Imagine o eventual leitor que adquira um Porsche. Suponha que a assistência técnica passe mais de um mês se esquivando de verificar se o ruído estranho que se ouve no motor é sinal de algo grave. Perante tal comportamento, o leitor possivelmente recorrerá aos órgãos de defesa do consumidor.

Já quando se trata da vida política, o eleitor não conta com tal possibilidade. Não raro, o “produto” que seu voto engendrou se comporta como um Fusca 1955 com motor fundido. É assim, como um ferro-velho, que o Senado Federal vem se comportando no episódio Renan Calheiros. O pior é que estamos pagando preços de Ferrari pelos Fuscas, Gordinis e Simcas que em grande proporção habitam aquela Casa.

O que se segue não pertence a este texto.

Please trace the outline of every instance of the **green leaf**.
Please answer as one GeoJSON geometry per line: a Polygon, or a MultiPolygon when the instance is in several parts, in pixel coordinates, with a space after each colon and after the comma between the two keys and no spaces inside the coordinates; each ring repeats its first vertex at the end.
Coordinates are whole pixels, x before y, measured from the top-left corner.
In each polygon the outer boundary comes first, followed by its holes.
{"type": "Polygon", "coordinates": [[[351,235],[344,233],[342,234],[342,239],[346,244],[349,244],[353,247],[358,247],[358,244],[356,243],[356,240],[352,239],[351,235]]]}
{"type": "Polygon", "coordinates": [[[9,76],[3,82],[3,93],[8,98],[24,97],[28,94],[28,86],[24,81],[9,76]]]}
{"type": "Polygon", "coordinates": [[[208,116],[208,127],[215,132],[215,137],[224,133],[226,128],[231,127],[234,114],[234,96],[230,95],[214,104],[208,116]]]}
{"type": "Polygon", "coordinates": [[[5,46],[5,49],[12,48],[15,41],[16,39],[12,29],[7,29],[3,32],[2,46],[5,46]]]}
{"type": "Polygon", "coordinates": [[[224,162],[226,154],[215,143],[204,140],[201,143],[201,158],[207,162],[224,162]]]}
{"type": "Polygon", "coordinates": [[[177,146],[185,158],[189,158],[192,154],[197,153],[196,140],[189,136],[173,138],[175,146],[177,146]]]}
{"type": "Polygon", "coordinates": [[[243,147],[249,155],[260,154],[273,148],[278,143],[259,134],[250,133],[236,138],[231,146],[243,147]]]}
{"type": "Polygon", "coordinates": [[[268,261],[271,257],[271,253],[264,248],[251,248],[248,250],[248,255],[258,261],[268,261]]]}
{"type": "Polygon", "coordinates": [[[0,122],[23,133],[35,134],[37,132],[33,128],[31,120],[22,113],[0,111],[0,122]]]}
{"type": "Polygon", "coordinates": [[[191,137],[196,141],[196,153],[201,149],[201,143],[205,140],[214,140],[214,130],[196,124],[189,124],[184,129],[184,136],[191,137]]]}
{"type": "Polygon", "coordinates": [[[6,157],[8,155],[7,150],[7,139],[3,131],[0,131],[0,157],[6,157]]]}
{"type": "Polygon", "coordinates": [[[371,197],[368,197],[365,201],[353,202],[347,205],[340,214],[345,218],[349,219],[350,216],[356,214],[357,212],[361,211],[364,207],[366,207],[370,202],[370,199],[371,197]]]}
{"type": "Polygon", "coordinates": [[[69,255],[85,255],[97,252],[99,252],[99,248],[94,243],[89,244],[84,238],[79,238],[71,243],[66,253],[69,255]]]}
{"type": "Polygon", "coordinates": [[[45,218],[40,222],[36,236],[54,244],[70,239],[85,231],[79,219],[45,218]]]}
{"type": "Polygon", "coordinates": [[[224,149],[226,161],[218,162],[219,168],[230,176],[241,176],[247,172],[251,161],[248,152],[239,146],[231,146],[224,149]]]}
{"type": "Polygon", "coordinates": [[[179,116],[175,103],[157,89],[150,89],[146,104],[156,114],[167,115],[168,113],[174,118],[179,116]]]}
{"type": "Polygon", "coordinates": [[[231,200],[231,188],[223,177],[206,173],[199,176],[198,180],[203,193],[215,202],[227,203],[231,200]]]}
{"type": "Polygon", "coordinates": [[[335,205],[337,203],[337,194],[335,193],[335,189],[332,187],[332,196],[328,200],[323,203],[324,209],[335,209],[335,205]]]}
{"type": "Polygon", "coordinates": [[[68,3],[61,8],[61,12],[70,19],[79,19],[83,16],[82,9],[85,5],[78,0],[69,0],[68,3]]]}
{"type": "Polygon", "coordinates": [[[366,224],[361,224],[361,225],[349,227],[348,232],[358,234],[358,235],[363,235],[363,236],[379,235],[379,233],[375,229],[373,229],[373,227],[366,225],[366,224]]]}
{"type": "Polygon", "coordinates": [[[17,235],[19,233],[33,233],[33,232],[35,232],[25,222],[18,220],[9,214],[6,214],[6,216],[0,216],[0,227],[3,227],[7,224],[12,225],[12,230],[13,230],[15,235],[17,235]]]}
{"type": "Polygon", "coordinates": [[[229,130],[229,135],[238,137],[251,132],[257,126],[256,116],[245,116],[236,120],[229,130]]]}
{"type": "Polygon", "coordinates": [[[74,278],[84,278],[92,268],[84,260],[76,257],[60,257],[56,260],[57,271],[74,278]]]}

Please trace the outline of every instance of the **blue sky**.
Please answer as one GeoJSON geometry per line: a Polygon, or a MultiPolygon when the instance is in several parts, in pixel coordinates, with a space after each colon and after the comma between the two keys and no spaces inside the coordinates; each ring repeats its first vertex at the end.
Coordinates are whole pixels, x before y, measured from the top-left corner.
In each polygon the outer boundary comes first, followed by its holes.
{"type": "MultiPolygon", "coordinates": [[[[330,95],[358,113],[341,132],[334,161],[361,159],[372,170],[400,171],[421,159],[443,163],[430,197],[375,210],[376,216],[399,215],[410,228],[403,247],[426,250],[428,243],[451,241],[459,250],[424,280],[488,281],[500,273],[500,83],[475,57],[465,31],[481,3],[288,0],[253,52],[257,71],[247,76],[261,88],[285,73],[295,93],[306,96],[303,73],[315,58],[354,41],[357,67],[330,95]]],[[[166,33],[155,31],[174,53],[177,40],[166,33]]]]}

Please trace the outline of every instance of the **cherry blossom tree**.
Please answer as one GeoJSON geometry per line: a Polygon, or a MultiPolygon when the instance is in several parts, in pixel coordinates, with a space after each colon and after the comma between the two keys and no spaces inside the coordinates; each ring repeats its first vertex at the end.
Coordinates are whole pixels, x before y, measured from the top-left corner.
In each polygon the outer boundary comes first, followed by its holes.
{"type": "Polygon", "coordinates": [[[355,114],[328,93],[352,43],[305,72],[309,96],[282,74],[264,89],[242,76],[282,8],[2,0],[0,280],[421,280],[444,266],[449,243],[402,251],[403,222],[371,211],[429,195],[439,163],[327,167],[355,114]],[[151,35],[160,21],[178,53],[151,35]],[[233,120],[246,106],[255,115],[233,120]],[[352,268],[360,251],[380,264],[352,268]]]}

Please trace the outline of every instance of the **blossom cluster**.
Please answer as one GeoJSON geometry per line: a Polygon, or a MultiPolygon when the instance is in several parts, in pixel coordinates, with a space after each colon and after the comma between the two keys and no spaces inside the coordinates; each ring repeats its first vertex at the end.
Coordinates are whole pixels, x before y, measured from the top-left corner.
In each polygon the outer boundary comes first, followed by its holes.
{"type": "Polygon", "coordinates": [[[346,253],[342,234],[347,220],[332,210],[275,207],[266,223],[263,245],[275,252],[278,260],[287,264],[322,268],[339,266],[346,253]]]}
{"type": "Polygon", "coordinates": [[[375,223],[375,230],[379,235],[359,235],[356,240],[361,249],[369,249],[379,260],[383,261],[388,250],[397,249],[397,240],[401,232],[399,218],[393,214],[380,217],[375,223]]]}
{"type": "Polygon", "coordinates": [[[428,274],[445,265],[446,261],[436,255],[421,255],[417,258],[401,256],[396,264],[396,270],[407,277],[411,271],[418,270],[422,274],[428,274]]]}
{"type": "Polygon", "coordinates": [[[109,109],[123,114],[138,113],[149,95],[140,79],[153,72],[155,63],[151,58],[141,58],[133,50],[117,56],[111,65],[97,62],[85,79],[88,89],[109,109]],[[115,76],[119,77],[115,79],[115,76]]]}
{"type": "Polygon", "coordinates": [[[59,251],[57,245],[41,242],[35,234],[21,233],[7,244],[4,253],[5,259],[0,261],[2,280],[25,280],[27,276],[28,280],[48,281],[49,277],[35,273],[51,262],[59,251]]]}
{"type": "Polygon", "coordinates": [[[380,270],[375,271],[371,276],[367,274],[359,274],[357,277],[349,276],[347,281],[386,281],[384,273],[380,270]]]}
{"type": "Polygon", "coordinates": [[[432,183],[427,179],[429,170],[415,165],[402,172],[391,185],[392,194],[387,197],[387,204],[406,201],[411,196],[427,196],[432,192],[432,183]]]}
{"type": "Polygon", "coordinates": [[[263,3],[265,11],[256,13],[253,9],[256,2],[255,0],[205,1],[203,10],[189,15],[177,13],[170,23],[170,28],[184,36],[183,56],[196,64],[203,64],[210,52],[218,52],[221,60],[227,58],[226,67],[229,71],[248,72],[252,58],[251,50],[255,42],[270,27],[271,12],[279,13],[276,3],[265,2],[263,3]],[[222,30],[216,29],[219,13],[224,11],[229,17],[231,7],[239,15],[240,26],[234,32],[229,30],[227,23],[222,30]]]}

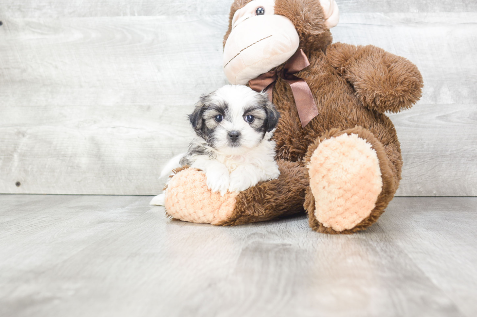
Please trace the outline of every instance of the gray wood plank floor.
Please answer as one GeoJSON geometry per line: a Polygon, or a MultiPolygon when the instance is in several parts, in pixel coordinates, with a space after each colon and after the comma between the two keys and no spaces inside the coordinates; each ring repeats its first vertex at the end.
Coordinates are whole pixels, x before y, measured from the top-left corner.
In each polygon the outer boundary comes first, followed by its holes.
{"type": "Polygon", "coordinates": [[[343,236],[150,199],[0,195],[0,316],[477,316],[477,198],[396,198],[343,236]]]}

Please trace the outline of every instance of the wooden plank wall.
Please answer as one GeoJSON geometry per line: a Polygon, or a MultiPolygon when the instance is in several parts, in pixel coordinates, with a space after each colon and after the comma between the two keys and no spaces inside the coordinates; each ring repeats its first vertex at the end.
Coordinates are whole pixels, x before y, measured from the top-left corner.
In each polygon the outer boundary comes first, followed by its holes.
{"type": "MultiPolygon", "coordinates": [[[[425,87],[391,116],[401,196],[477,195],[477,1],[337,0],[335,41],[404,56],[425,87]]],[[[226,83],[230,0],[0,0],[0,193],[154,195],[226,83]],[[16,183],[19,182],[17,186],[16,183]]]]}

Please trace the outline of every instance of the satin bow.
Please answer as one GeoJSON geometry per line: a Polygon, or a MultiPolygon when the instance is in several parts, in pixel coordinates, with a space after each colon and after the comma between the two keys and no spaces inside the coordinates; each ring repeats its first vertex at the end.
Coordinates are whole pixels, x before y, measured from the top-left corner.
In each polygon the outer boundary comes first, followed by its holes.
{"type": "Polygon", "coordinates": [[[249,81],[248,83],[250,88],[254,90],[259,92],[266,92],[271,101],[273,87],[278,76],[285,80],[292,88],[301,126],[304,128],[312,119],[318,115],[318,108],[308,84],[304,80],[294,74],[309,66],[310,62],[306,55],[302,50],[300,50],[287,61],[283,71],[277,74],[275,70],[271,70],[249,81]]]}

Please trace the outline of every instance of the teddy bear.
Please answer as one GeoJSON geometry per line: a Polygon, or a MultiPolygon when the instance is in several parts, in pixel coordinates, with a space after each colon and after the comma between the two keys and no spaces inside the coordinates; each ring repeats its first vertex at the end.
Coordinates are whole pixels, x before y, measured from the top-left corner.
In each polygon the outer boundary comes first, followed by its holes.
{"type": "Polygon", "coordinates": [[[267,92],[280,114],[273,138],[280,175],[239,193],[212,192],[183,167],[167,185],[171,218],[231,226],[306,213],[310,227],[350,234],[392,199],[403,160],[385,113],[410,108],[422,76],[373,46],[332,43],[334,0],[235,0],[223,39],[231,83],[267,92]]]}

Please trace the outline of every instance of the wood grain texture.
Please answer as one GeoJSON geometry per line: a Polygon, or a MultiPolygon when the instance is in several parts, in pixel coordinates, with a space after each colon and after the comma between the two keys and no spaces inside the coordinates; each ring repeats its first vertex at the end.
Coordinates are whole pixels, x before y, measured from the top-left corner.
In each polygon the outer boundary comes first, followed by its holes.
{"type": "MultiPolygon", "coordinates": [[[[2,18],[0,192],[158,193],[161,167],[191,137],[186,115],[226,83],[226,16],[2,18]]],[[[390,116],[404,160],[398,195],[477,195],[476,21],[344,13],[332,30],[422,73],[421,101],[390,116]]]]}
{"type": "Polygon", "coordinates": [[[477,198],[397,198],[339,236],[304,217],[218,227],[167,219],[150,197],[43,197],[0,224],[0,315],[477,313],[477,198]]]}
{"type": "MultiPolygon", "coordinates": [[[[227,15],[232,0],[0,0],[0,17],[56,17],[227,15]]],[[[337,0],[342,13],[476,12],[474,0],[337,0]]]]}

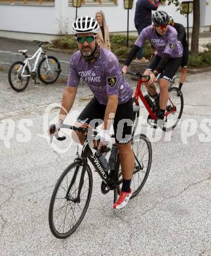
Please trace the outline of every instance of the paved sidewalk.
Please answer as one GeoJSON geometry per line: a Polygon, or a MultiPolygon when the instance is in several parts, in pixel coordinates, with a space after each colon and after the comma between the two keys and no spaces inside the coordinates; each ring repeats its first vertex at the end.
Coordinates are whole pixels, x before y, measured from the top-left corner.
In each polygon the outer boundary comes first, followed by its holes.
{"type": "MultiPolygon", "coordinates": [[[[0,77],[2,255],[211,255],[211,72],[187,77],[181,124],[172,134],[161,131],[160,139],[152,137],[152,166],[138,196],[126,209],[114,211],[112,193],[101,194],[101,181],[92,169],[87,213],[65,240],[52,236],[48,211],[55,183],[73,161],[76,145],[71,144],[68,133],[64,142],[54,141],[64,151],[58,152],[49,144],[43,121],[46,107],[60,101],[65,83],[35,85],[31,81],[18,93],[9,85],[6,72],[0,71],[0,77]]],[[[66,123],[74,121],[91,96],[85,87],[79,88],[66,123]]],[[[145,133],[144,108],[141,115],[141,131],[145,133]]]]}

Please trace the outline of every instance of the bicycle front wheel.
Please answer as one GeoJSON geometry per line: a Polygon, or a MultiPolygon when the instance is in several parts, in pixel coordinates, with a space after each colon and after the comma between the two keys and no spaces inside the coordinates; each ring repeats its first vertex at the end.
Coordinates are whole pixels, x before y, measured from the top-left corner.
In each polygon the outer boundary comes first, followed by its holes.
{"type": "Polygon", "coordinates": [[[92,175],[88,165],[84,175],[82,170],[81,161],[71,163],[63,172],[53,191],[48,223],[57,238],[66,238],[73,234],[87,211],[92,191],[92,175]],[[80,182],[83,185],[79,193],[80,182]]]}
{"type": "Polygon", "coordinates": [[[38,77],[46,85],[54,83],[60,76],[60,63],[53,56],[43,58],[37,68],[38,77]]]}
{"type": "Polygon", "coordinates": [[[183,97],[181,91],[177,87],[171,87],[168,89],[168,93],[166,114],[169,114],[164,116],[164,131],[172,130],[177,125],[183,109],[183,97]]]}
{"type": "Polygon", "coordinates": [[[136,135],[132,140],[135,165],[130,187],[133,190],[130,198],[134,198],[144,186],[150,171],[152,150],[151,142],[144,134],[136,135]]]}
{"type": "MultiPolygon", "coordinates": [[[[135,135],[132,141],[132,147],[135,157],[135,165],[130,184],[130,188],[133,190],[130,199],[137,196],[144,186],[149,176],[152,160],[151,142],[145,135],[135,135]]],[[[119,180],[121,181],[121,179],[122,171],[120,166],[119,180]]],[[[119,194],[121,188],[119,187],[119,194]]]]}
{"type": "Polygon", "coordinates": [[[18,93],[25,90],[30,79],[29,68],[26,66],[24,70],[24,66],[25,64],[22,61],[16,61],[10,66],[8,72],[10,87],[18,93]]]}

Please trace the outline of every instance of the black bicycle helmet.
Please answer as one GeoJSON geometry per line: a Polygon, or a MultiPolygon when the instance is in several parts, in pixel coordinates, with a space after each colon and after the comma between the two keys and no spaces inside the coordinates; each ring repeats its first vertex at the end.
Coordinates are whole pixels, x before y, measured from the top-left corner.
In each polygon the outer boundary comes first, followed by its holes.
{"type": "Polygon", "coordinates": [[[98,22],[92,17],[83,16],[78,18],[73,23],[72,30],[73,35],[78,33],[98,33],[99,30],[98,22]]]}
{"type": "Polygon", "coordinates": [[[157,11],[153,13],[152,20],[155,25],[168,25],[169,16],[163,11],[157,11]]]}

Levantamento recente da Transparência Brasil demonstra que o Senado é a Casa legislativa mais cara por membro entre 12 países pesquisados: a manutenção do Senado custa R$ 33,1 milhões por mandato de seus 81 integrantes. Esse dinheiro não vai todo diretamente para cada senador, mas paga uma estrutura que inclui funcionários, gráfica, TV, rádio, jornal e outros serviços basicamente voltados para a autopromoção de senadores.

Isso dá mais do que o dobro do que os Estados Unidos gastam por mandato parlamentar federal. Ao todo, o Senado brasileiro custa quase o dobro do orçamento previsto neste ano para as duas Casas do parlamento britânico, mesmo com todas as diferenças de riqueza entre o Brasil e o Reino Unido.

Embora custe mais caro que todos os parlamentos do Primeiro Mundo, talvez os serviços que as Casas legislativas brasileiras prestam sejam equivalentemente mais substanciais e relevantes. Talvez os R$ 33 milhões que pagamos por mandato senatorial valham a pena e recebamos de volta um desempenho espetacularmente notável. Mas será mesmo?

A demora em investigar as suspeitas que recaem sobre o presidente da Casa, Renan Calheiros, e a renitência que este manifesta ao se manter na Presidência da Casa demonstram que o Senado brasileiro presta aos cidadãos brasileiros uma representação de quinto mundo. Certamente não é por falta de recursos financeiros que o Senado deixa acumular, sem averiguação, indícios de que o seu presidente esteve envolvido em práticas escusas.

O projeto Excelências, da Transparência Brasil (www.excelencias.org.br), registra os históricos de todos os senadores ativos. Nada menos que 29 deles, ou mais de um terço da Casa, enfrenta ocorrências na Justiça ou em tribunais de contas. Onze desses 29 são membros ou suplentes do Conselho de Ética, instância encarregada de encaminhar a averiguação das suspeitas que recaem sobre o sr. Calheiros.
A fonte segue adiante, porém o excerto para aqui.